I’ve said this before and I’ll say it again. It’s a mystery to me why the Dudds haven’t been signed up by a boat builder. If there is one group on the planet that would advertise how tough and durable your product is, it would be the Dudds.

Think about this, Quintrex, or Polycraft, or TABS or Seajay. A trial of your hull for twelve months and at the end of that time, you get the naming rights for the hull model. I can see the ad now: Polycraft Ocean Dudd, Proven on the Water. I can see people lining up to get this boat. There are buyers out there who are genuinely hard on their gear, who actually fish like we do – flat out or go home.

And what’s the use of having a sleek craft that looks the goods if it doesn’t stack up to a stack up? That’s like this latest demand to have a wrap on your boat with a picture of a barra with its mouth gaping open and an angry look in its eye. What sort of annoys me is the angry look in the eye, because fish don’t really get angry. They just do what they’re designed to do, which is eat things.
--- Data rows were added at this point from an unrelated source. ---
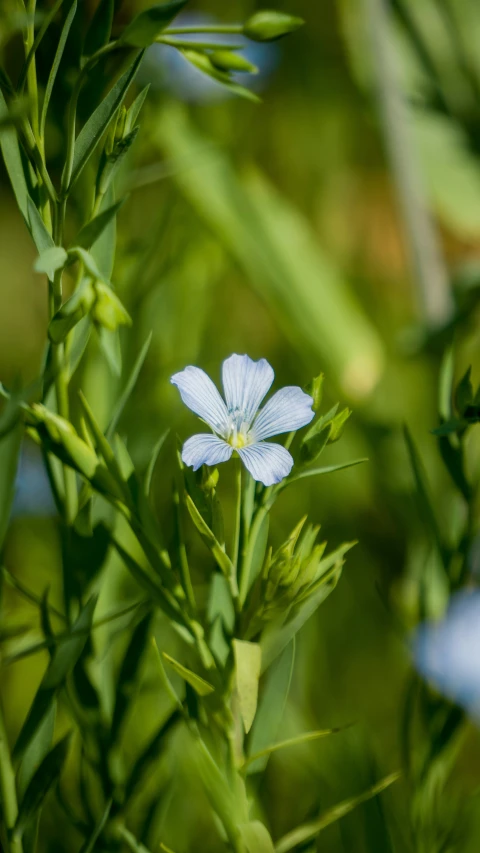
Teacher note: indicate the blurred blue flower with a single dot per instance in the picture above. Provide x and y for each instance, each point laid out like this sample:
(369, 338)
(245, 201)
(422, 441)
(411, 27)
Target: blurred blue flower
(447, 653)
(165, 68)
(33, 495)
(237, 424)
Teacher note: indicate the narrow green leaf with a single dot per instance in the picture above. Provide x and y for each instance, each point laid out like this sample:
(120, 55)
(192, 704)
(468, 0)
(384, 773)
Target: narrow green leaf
(90, 843)
(129, 674)
(88, 262)
(41, 237)
(9, 453)
(202, 687)
(37, 750)
(94, 229)
(147, 25)
(248, 663)
(92, 132)
(98, 33)
(43, 780)
(130, 385)
(13, 161)
(134, 110)
(150, 754)
(270, 709)
(256, 837)
(221, 558)
(309, 831)
(56, 62)
(153, 461)
(62, 663)
(50, 261)
(329, 469)
(293, 741)
(422, 492)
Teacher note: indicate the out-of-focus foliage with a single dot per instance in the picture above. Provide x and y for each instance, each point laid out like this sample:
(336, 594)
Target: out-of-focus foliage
(273, 229)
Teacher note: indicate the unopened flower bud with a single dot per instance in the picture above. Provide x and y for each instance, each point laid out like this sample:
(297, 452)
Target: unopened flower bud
(269, 25)
(108, 311)
(229, 60)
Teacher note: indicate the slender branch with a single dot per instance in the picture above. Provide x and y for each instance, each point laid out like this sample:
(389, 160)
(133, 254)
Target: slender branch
(427, 263)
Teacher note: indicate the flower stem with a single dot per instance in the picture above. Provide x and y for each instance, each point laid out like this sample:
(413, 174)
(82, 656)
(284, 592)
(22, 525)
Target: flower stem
(8, 791)
(238, 514)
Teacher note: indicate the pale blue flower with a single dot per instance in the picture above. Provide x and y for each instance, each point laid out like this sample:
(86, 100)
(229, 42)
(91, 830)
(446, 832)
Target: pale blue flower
(236, 422)
(447, 653)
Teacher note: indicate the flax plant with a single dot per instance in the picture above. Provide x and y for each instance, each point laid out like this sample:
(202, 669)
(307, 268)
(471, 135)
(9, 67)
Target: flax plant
(259, 595)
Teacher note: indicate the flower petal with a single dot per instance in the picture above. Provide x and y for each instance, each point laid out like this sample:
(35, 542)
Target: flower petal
(288, 410)
(205, 449)
(268, 463)
(200, 395)
(245, 383)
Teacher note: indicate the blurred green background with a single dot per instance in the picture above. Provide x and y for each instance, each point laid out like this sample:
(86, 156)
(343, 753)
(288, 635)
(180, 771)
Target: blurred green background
(274, 230)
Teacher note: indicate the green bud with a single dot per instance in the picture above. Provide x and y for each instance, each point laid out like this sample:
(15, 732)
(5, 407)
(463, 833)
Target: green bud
(270, 25)
(315, 389)
(229, 60)
(72, 311)
(338, 425)
(108, 311)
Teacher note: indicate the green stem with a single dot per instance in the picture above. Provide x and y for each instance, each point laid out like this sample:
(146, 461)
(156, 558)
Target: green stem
(8, 791)
(237, 29)
(72, 113)
(61, 373)
(238, 514)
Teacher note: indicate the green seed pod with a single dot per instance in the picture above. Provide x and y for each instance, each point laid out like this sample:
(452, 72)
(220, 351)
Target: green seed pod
(315, 389)
(269, 25)
(229, 60)
(108, 311)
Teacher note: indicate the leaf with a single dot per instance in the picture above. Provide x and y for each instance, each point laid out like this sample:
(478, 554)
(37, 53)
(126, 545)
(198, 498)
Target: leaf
(62, 663)
(280, 254)
(9, 453)
(309, 831)
(43, 780)
(424, 501)
(134, 110)
(88, 262)
(98, 33)
(92, 132)
(129, 387)
(329, 469)
(37, 750)
(13, 161)
(202, 687)
(256, 837)
(50, 261)
(153, 461)
(55, 65)
(90, 843)
(222, 559)
(203, 63)
(270, 709)
(41, 237)
(147, 25)
(150, 754)
(129, 673)
(278, 634)
(248, 662)
(293, 741)
(94, 229)
(464, 392)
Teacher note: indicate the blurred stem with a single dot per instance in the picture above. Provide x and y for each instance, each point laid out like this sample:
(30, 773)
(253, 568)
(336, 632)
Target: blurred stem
(8, 790)
(428, 267)
(221, 28)
(61, 373)
(238, 514)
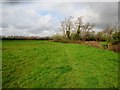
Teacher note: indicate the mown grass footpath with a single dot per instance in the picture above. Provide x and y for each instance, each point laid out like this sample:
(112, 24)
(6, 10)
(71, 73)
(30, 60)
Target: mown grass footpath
(44, 64)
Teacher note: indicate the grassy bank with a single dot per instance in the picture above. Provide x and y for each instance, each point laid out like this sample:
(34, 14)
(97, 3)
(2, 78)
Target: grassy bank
(31, 63)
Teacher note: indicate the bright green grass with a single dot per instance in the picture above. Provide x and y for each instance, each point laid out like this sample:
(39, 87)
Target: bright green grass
(44, 64)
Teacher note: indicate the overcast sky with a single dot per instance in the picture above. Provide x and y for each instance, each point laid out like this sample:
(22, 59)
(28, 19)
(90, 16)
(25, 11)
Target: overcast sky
(42, 18)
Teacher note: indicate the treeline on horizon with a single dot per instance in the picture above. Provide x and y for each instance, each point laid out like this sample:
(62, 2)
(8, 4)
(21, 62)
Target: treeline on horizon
(77, 30)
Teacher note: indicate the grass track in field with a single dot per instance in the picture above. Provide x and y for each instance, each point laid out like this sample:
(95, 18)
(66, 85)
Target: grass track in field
(44, 64)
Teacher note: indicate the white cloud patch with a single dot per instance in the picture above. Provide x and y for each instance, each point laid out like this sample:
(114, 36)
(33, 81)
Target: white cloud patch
(42, 19)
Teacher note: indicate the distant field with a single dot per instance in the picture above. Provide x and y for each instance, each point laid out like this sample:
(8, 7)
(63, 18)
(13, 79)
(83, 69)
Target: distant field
(44, 64)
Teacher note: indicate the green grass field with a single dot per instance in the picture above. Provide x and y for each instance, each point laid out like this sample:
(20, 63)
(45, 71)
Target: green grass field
(44, 64)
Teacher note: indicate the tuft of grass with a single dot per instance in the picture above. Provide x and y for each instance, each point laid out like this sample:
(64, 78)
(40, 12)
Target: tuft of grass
(44, 64)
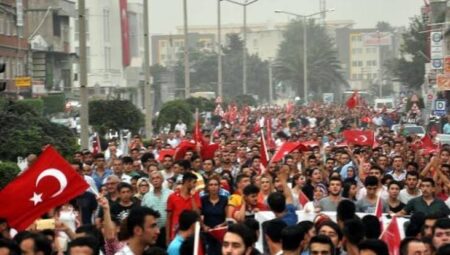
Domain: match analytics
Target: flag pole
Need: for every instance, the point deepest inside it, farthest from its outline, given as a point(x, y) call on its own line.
point(196, 238)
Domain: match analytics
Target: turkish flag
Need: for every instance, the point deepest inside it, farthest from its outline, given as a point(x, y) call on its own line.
point(269, 138)
point(287, 148)
point(352, 102)
point(209, 150)
point(302, 198)
point(165, 152)
point(358, 137)
point(379, 211)
point(263, 151)
point(182, 148)
point(391, 236)
point(218, 233)
point(48, 183)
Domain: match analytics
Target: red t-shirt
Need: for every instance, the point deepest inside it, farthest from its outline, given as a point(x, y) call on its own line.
point(177, 204)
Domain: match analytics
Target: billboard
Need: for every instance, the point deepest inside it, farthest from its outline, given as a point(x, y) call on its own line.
point(377, 39)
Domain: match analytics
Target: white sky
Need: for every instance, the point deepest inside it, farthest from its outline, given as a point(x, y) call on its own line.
point(165, 15)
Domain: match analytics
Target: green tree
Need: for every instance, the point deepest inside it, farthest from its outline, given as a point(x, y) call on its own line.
point(324, 71)
point(173, 111)
point(410, 67)
point(8, 171)
point(115, 115)
point(24, 131)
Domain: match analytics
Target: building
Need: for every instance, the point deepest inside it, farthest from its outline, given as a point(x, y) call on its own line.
point(166, 49)
point(13, 44)
point(49, 39)
point(105, 55)
point(363, 52)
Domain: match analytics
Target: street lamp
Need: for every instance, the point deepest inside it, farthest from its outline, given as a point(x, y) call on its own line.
point(305, 49)
point(244, 57)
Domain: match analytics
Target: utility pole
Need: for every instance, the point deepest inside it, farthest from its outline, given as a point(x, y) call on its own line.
point(84, 111)
point(244, 54)
point(147, 84)
point(219, 52)
point(270, 83)
point(187, 68)
point(305, 60)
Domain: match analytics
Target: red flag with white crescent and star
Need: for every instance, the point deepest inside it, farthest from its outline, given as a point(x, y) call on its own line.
point(359, 137)
point(50, 182)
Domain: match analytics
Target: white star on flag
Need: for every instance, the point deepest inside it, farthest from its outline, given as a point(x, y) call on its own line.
point(37, 198)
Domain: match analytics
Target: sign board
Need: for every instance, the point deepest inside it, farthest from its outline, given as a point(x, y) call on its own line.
point(23, 81)
point(443, 82)
point(436, 50)
point(447, 65)
point(377, 39)
point(328, 98)
point(19, 6)
point(440, 105)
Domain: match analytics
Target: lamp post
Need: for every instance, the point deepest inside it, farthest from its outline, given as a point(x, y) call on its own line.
point(187, 75)
point(305, 48)
point(219, 52)
point(244, 46)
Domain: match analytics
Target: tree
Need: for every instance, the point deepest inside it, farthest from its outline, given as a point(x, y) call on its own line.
point(24, 131)
point(173, 111)
point(324, 71)
point(204, 71)
point(410, 67)
point(116, 115)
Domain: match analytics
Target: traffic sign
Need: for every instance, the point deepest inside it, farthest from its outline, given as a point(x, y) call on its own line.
point(23, 81)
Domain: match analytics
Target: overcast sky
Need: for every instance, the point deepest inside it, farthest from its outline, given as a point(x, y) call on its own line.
point(165, 15)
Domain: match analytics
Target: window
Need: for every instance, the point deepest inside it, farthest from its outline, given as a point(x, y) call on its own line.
point(107, 58)
point(106, 23)
point(77, 29)
point(2, 23)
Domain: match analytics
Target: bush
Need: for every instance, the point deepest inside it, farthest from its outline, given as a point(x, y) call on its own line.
point(54, 103)
point(200, 103)
point(173, 111)
point(36, 104)
point(8, 171)
point(24, 131)
point(115, 115)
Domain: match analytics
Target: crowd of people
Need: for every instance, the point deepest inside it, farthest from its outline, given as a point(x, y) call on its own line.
point(147, 202)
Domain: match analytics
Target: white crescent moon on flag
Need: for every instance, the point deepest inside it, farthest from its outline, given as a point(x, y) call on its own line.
point(362, 138)
point(58, 175)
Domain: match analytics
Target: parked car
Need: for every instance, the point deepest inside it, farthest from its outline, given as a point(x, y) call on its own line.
point(410, 129)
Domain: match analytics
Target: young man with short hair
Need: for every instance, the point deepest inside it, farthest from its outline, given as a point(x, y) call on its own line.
point(238, 240)
point(321, 245)
point(330, 203)
point(85, 245)
point(368, 203)
point(427, 203)
point(181, 200)
point(186, 228)
point(142, 230)
point(410, 190)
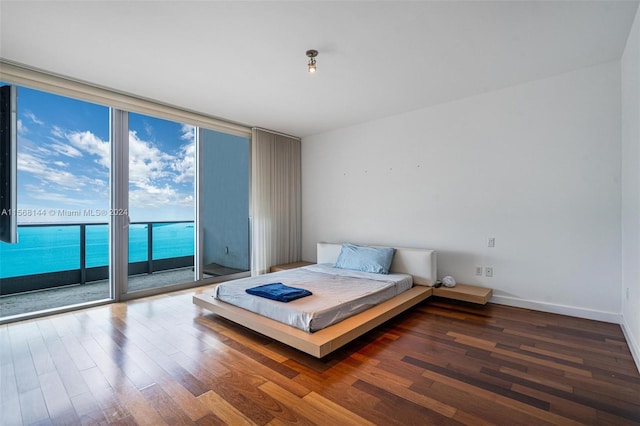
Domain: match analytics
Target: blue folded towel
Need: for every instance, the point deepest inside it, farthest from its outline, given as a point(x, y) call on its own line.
point(279, 292)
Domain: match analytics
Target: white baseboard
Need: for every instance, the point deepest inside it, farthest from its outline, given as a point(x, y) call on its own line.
point(633, 343)
point(571, 311)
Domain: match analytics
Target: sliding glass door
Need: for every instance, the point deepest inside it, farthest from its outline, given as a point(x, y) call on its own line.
point(161, 203)
point(108, 209)
point(61, 256)
point(224, 204)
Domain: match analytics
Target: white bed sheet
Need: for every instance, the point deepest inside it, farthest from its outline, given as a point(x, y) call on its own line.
point(337, 294)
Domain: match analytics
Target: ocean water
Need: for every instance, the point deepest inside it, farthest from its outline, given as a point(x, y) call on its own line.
point(55, 248)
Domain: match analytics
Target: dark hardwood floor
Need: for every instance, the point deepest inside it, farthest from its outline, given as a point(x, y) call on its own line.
point(162, 360)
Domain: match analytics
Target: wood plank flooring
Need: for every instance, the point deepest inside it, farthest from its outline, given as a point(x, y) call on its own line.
point(164, 361)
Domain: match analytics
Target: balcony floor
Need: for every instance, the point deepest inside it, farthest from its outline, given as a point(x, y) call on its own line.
point(33, 301)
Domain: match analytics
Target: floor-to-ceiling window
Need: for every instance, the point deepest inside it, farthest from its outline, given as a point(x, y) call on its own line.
point(107, 204)
point(63, 204)
point(161, 202)
point(224, 203)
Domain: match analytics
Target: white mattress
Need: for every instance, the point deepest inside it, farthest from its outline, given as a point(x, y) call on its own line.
point(337, 294)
This happens to coincide with our idea of anger, but that’s another column right there, so I’ll block up right at that point.

Back to the wraps: personally I can’t think of anything I’d be less likely to order on a new boat if I ever managed to snare one. That wrap becomes a catalogue of all the ridiculously inept decisions I’ve made while behind the wheel of the boat. Why on earth would I leave that out there for people to laugh at? I may as well get a waterproof iPad, stick it on the transom at the ramp, and replay stupid accidents I’ve had to keep people entertained.

But anyway, boat makers, I’ve seen the ads around the place with wannabe Dudds on these ads for beer, or tackle shops or whatever, and these guys are all absolute amateurs. I don’t understand why these companies pay presumably big coin to imposters. Why would you hire the Monkees, if you could pay the same price and get the Beetles? If you want to have people’s respect, why wouldn’t you employ the best and most destructive?

These pretend losers haven’t got the same appeal to the masses of boat buyers that we have. The same authenticity, the same cachet. It’s the Dudds that have got the runs on the board when it comes to carnage. It’s like buying a watch advertised by Adam Sandler when you should be getting George Clooney. Not that I’m comparing the Dudds to George Clooney. Can you imagine him charging into a rock bar on Baffle Creek? Wouldn’t happen. That’s where the Dudds have the market absolutely cornered. Can you imagine one of the Dudds charging into a rock bar on Baffle Creek? Of course you can. But what boat are we in, and how well does it survive?

Over to you, Polycraft. Or Quintrex. Or TABS. Whoever.